This paper is available on arxiv under CC BY-NC-SA 4.0 DEED license.
Authors:
(1) Dihia LANASRI, OMDENA, New York, USA;
(2) Juan OLANO, OMDENA, New York, USA;
(3) Sifal KLIOUI, OMDENA, New York, USA;
(4) Sin Liang Lee, OMDENA, New York, USA;
(5) Lamia SEKKAI, OMDENA, New York, USA.
With the proliferation of hate speech on social networks under different formats, such as abusive language, cyberbullying, and violence, etc., people have experienced a significant increase in violence, putting them in uncomfortable situations and threats. Plenty of efforts have been dedicated in the last few years to overcome this phenomenon to detect hate speech in different structured languages like English, French, Arabic, and others. However, a reduced number of works deal with Arabic dialects like Tunisian, Egyptian, and Gulf, mainly the Algerian ones. To fill in the gap, we propose in this work a complete approach for detecting hate speech on online Algerian messages. Many deep learning architectures have been evaluated on the corpus we created from some Algerian social networks (Facebook, YouTube, and Twitter). This corpus contains more than 13.5K documents in Algerian dialect written in Arabic, labeled as hateful or non-hateful.

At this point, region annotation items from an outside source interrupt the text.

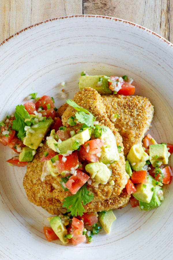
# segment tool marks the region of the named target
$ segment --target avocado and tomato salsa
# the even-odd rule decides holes
[[[80,90],[87,86],[103,94],[134,93],[135,87],[131,84],[133,80],[125,75],[89,76],[84,72],[81,76]],[[86,185],[97,187],[100,183],[108,182],[111,174],[109,165],[118,161],[121,147],[117,147],[108,128],[100,125],[93,115],[73,101],[66,102],[76,113],[63,126],[57,116],[53,98],[46,95],[37,98],[37,95],[29,96],[35,99],[35,104],[29,102],[18,105],[14,115],[0,122],[0,142],[18,154],[7,161],[25,166],[32,161],[38,147],[43,146],[42,141],[51,129],[46,137],[48,148],[41,160],[44,163],[42,180],[48,175],[61,175],[62,188],[72,196],[64,198],[63,207],[66,213],[48,218],[51,227],[44,227],[44,233],[49,241],[59,239],[64,244],[70,241],[74,245],[86,239],[90,242],[101,225],[109,233],[116,218],[111,210],[98,214],[85,212],[83,205],[94,198]],[[115,114],[115,118],[118,116]],[[149,134],[142,144],[131,147],[125,162],[130,177],[125,188],[131,194],[132,207],[139,206],[148,211],[160,205],[163,199],[163,184],[169,184],[173,175],[171,167],[165,165],[173,152],[173,145],[158,144]],[[114,185],[112,180],[109,183]]]

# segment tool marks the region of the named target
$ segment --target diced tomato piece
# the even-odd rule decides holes
[[[167,146],[169,153],[170,153],[171,154],[172,154],[173,152],[173,144],[168,143]]]
[[[36,106],[33,102],[27,102],[23,105],[29,115],[33,115],[34,111],[36,111]]]
[[[137,206],[139,206],[139,200],[134,198],[133,196],[131,196],[130,198],[130,202],[132,208],[135,208]]]
[[[28,164],[27,162],[19,162],[18,158],[18,156],[15,156],[6,161],[18,167],[24,167]]]
[[[51,126],[51,129],[54,129],[55,132],[57,132],[61,126],[63,126],[63,122],[59,117],[57,117],[54,123]]]
[[[146,149],[148,149],[150,145],[157,144],[157,143],[149,134],[148,134],[143,139],[143,146]]]
[[[39,100],[35,103],[35,106],[37,109],[42,106],[43,109],[47,110],[48,109],[47,105],[50,105],[51,108],[54,108],[55,107],[53,104],[51,97],[50,96],[43,96]]]
[[[45,162],[45,161],[48,161],[48,160],[50,160],[51,158],[54,157],[56,154],[58,154],[58,153],[54,152],[51,148],[48,148],[47,151],[48,153],[48,155],[45,157],[44,154],[41,159],[40,162]]]
[[[72,175],[65,183],[65,186],[72,194],[75,194],[80,188],[86,182],[89,176],[79,171],[76,170],[75,175]]]
[[[9,131],[9,133],[8,134],[7,137],[6,137],[4,135],[2,137],[0,137],[0,142],[5,146],[7,145],[10,142],[13,138],[16,132],[15,130],[11,130],[10,129],[8,131]],[[1,135],[2,136],[2,135]]]
[[[69,130],[58,130],[56,133],[60,139],[61,141],[64,141],[71,137]]]
[[[71,154],[65,156],[66,158],[66,161],[63,161],[63,155],[59,155],[59,161],[57,161],[57,167],[58,172],[59,174],[69,172],[72,168],[75,168],[78,166],[79,161],[78,156],[75,152],[72,153]]]
[[[98,215],[97,212],[86,212],[82,217],[78,216],[78,218],[82,220],[84,224],[92,226],[98,222]]]
[[[19,154],[20,153],[20,152],[17,151],[17,147],[24,147],[25,146],[25,145],[23,144],[22,142],[20,140],[19,140],[18,138],[16,135],[14,135],[10,142],[8,144],[8,145],[16,153],[18,153]]]
[[[87,152],[83,146],[80,150],[80,154],[84,160],[86,159],[93,163],[96,163],[99,161],[99,157],[96,154],[89,154]]]
[[[127,183],[125,186],[129,195],[130,195],[136,191],[136,189],[130,179],[128,179]]]
[[[74,228],[79,229],[82,230],[84,227],[84,223],[80,220],[74,217],[72,219],[72,226]]]
[[[117,92],[117,94],[128,96],[133,95],[135,93],[135,88],[128,82],[125,82],[121,86],[121,88]]]
[[[43,117],[46,117],[46,118],[51,117],[53,120],[56,116],[56,112],[53,108],[50,108],[47,110],[42,110],[40,113],[42,113]]]
[[[43,228],[43,232],[46,239],[49,242],[59,239],[58,237],[51,228],[45,226]]]
[[[74,246],[76,246],[78,244],[82,243],[82,242],[84,242],[84,241],[86,241],[86,236],[85,235],[82,235],[80,237],[79,237],[78,238],[72,238],[72,244]]]
[[[133,183],[144,183],[146,184],[147,182],[147,172],[146,171],[133,171],[131,178]]]
[[[163,174],[163,178],[162,183],[165,184],[169,184],[171,180],[172,176],[171,174],[172,173],[172,169],[170,166],[167,166],[163,168],[161,170]],[[155,179],[157,181],[160,181],[160,176],[159,174],[158,174],[155,177]]]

Promising results are obtained, which show the efficiency of our approach.
Keywords Hate Speech · Algerian dialect · Deep Learning · DziriBERT · FastText
Hate speech detection, or detection of offensive messages in social networks, communication forums, and websites, is an exciting and hot research topic. Many hate crimes and attacks in our current life started from social network posts and comments MacAvaney et al. [2019]. Studying this phenomenon is imperative for online communities to keep a safe environment for their users. It also has a significant benefit for security authorities and states to ensure the safety of citizens and prevent crimes and attacks.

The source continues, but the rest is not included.